"The more brutal the dictator, the harder to oust."
Unfortunately, true. Reflecting on the French Revolution, Alexis de Tocqueville observed that the "most dangerous moment for a bad government is when it begins to reform." What was correct in the 18th century is, sadly, still true in the 21st. It is probably not a coincidence that the list of authoritarians removed by street protest in recent years is largely populated by rulers whose regimes allowed at least a modicum of political opposition. Tyrants like Serbia's Slobodan Milosevic, Georgia's Eduard Shevardnadze, Kyrgyzstan's Kurmanbek Bakiyev, and Egypt's Hosni Mubarak may have been horrible in many ways, but their regimes were undoubtedly more permissive than those of many who have held onto power to this day.
If this is true, why do any dictators allow opposition in the first place? And why don't they simply go the full Tiananmen at the first sign of protest? Because running a truly ghastly dictatorship is tougher today than it used to be.

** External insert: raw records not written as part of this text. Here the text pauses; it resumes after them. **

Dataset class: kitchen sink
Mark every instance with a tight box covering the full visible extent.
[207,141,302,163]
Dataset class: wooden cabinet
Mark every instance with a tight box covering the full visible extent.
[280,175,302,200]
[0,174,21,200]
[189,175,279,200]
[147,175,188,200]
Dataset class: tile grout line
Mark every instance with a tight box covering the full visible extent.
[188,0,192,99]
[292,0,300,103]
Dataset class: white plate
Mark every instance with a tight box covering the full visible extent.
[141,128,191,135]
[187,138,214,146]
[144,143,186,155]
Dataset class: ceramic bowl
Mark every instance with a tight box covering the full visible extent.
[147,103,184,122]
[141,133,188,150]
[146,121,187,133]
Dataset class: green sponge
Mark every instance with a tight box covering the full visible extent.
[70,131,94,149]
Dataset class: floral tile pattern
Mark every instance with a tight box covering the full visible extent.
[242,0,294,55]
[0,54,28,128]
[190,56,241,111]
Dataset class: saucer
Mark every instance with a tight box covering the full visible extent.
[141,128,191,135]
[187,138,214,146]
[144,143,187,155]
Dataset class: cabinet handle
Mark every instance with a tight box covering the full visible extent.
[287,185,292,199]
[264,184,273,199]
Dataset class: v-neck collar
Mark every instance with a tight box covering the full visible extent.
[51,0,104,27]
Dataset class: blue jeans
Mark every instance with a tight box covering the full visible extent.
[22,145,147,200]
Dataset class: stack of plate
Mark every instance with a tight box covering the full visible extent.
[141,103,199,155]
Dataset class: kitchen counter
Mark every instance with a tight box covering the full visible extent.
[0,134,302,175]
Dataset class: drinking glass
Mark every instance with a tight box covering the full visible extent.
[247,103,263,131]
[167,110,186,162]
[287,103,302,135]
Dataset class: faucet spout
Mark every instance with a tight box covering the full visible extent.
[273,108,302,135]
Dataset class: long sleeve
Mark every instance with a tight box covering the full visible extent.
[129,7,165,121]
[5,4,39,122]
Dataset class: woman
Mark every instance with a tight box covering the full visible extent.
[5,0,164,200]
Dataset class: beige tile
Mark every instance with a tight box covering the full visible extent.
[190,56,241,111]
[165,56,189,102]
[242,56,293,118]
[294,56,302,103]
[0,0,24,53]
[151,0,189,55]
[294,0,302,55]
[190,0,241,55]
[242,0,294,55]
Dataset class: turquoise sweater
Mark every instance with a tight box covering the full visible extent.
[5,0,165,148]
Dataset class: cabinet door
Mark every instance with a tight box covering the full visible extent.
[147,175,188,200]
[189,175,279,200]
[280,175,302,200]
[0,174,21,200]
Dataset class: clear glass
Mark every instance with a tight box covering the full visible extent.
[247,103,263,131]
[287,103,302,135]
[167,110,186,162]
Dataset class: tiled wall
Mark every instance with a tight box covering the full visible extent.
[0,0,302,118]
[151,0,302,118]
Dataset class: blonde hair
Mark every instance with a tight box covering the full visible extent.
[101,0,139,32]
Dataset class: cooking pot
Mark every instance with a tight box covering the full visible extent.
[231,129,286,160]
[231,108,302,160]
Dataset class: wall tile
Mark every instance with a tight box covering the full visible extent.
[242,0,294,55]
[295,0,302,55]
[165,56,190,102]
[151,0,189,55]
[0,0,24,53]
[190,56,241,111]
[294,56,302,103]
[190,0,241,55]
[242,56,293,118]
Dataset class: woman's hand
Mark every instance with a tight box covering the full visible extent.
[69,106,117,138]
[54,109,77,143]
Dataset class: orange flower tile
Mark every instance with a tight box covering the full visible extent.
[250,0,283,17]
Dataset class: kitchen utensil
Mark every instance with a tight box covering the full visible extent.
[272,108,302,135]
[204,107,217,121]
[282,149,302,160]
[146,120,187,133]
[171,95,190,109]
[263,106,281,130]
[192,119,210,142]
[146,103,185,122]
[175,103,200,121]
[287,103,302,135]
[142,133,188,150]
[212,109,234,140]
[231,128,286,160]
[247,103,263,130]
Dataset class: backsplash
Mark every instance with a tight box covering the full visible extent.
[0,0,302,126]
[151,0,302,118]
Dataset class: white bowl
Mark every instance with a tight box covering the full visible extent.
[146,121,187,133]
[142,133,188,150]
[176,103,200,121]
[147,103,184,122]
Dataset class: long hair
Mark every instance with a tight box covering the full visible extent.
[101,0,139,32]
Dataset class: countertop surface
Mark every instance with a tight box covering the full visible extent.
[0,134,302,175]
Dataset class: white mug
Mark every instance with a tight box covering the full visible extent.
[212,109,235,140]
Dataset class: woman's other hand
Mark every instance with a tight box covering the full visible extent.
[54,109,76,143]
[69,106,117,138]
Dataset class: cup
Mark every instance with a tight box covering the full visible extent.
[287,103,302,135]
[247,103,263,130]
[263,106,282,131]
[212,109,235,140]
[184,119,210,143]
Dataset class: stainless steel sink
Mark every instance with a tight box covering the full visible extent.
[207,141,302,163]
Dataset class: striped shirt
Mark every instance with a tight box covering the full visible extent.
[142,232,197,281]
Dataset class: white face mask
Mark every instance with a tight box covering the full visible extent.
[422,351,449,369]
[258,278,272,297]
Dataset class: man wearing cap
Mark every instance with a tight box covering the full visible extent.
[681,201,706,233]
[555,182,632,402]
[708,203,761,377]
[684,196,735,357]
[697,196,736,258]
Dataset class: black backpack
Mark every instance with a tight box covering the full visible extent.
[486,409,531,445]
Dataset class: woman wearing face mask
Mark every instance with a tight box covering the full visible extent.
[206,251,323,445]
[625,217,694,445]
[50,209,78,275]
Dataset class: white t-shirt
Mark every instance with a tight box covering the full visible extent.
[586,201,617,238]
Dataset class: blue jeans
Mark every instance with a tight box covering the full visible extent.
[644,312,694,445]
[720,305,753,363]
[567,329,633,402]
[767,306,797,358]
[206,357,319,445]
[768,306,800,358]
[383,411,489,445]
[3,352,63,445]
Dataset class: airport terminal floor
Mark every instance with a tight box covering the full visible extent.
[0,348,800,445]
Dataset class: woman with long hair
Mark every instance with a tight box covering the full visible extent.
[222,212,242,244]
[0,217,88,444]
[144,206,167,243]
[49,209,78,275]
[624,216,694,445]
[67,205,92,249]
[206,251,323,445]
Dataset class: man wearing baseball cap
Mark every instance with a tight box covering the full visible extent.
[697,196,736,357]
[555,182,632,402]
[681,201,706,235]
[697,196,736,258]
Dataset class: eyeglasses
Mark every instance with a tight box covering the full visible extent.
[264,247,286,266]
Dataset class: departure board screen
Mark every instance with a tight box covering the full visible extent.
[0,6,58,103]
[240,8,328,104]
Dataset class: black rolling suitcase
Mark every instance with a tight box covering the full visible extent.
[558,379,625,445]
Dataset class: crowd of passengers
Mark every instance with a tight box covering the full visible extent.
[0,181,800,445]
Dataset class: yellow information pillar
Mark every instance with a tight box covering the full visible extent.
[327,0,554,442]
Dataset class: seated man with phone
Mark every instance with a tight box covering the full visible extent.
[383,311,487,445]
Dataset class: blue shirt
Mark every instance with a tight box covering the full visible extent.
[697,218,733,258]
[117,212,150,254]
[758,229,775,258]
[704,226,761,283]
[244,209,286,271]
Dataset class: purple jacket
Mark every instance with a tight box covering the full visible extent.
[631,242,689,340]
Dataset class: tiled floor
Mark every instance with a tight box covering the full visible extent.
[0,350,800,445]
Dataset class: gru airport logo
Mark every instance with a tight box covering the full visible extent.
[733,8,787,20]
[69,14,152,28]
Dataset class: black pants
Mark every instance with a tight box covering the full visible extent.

The interconnections of 21st-century civilization make it harder to control information and far more difficult and costly to isolate a country from the outside world than it was in the 20th. The death of communism, meanwhile, has robbed leftists and right-wing strongmen alike of a cover story for their anti-democratic practices. In the past decade, rulers of countries such as Uzbekistan and Yemen have used the West's newfound fear of militant Islam -- and the logistical necessities of the United States' post-9/11 wars -- to similar ends, but they number far fewer than the ideological tyrants who divvied up whole continents under Cold War pretexts a generation ago.
The result is that in more and more places, rulers are compelled to justify their practices by adding a touch of "democracy." Vladimir Putin chose to stand down -- though not far down -- in 2008 rather than break Russia's constitutional ban against a third consecutive presidential term, and even the Chinese Communist Party allows some competitive elections at the town and village levels. There are exceptions to this trend, of course: Turkmenistan, North Korea, and Burma spring to mind. But such regimes feel increasingly like remnants of the late, unlamented 20th century, rather than harbingers of things to come.